The problem is, in this internet age. You can go on Spotify and listen to Iron Maiden whenever you please, it’s not as difficult to mine the of the past as it once was. In short, why bother listening to a band that sounds like your favourites when your favourites still exist?
But, true metal, you see, doesn’t die. It just fades away for a bit. And in the case of Denmark’s Encyrcle, it comes racing out of the blocks claiming its “Nocturnal Speed Metal” and releases its debut album.
You can basically ignore the epithet. Essentially you will like Encyrcle, if you like the music on Iron Maiden’s first two records, but you wish that instead of being sung by Paul D’ianno they were fronted by King Diamond after he’d been listening to Judas Priest for weeks on end just to get Rob Halford in his mind.
Beginning with a short intro as these things do, it’s soon time for “To The End” to gallop with its twin guitar melodies all over the place, “Evoke The Night” to do the same and likewise for “Bloodbasker” to punch you in the face with a knuckleduster on.
To call this a one trick pony rather does it a disservice as its magic is pretty clear. “Dizzy Me Deadly” passes by in a blur of furious rage as N Hydra stretches his range to the absolute limit, and if the instrumental “Serpents Dream” adds some layers to things then it’s only so “Deathlust” can up the menace levels, and if you need to be told what “Facelasher” sounds like…..

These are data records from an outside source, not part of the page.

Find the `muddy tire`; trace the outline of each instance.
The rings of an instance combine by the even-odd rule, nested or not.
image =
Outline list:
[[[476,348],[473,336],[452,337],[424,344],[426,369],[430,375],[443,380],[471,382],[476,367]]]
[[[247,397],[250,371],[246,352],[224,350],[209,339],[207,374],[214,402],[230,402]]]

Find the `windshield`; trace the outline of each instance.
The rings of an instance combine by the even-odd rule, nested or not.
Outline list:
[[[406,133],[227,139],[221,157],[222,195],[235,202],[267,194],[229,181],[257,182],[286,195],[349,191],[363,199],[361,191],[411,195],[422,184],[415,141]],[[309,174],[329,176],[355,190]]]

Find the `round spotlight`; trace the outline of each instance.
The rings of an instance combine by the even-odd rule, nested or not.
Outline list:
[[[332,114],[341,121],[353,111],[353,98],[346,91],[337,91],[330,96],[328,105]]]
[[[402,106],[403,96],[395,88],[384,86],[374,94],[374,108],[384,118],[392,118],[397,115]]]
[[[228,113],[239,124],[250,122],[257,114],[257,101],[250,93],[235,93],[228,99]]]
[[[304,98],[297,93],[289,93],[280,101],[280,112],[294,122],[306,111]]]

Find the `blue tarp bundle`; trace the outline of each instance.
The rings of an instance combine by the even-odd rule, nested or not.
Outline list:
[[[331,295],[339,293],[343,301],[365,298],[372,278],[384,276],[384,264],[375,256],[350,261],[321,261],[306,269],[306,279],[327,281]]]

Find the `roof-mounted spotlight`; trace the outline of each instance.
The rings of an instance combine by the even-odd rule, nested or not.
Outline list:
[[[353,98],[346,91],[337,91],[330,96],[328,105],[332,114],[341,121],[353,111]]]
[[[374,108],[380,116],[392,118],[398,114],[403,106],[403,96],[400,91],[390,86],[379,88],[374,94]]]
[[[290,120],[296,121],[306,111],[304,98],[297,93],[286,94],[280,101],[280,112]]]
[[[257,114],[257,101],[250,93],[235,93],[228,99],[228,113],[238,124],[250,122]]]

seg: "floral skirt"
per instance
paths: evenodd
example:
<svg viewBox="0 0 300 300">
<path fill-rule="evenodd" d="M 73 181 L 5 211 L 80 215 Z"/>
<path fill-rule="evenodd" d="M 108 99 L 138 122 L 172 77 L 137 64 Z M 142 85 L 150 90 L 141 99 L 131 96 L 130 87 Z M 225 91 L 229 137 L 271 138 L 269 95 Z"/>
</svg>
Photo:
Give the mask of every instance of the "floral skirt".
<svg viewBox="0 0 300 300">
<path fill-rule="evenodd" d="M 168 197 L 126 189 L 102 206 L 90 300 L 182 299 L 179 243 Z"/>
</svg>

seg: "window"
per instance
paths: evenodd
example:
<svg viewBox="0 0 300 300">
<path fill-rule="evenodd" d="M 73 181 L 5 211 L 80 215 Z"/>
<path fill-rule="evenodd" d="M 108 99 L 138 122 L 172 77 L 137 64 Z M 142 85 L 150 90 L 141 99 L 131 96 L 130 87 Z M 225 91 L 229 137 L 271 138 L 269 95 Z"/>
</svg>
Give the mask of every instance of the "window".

The epic “Black Dust” is a fantastic piece of work, and “Obliteration Eyes” starts with a drum solo, and has a level of innocence about it that you can only admire.
The last two songs sum up the album perfectly. There is precisely nothing original here, but then there’s precisely nothing wrong with it either. Encyrcle are rather good at flying the trad metal flag, and that’s all they want to do.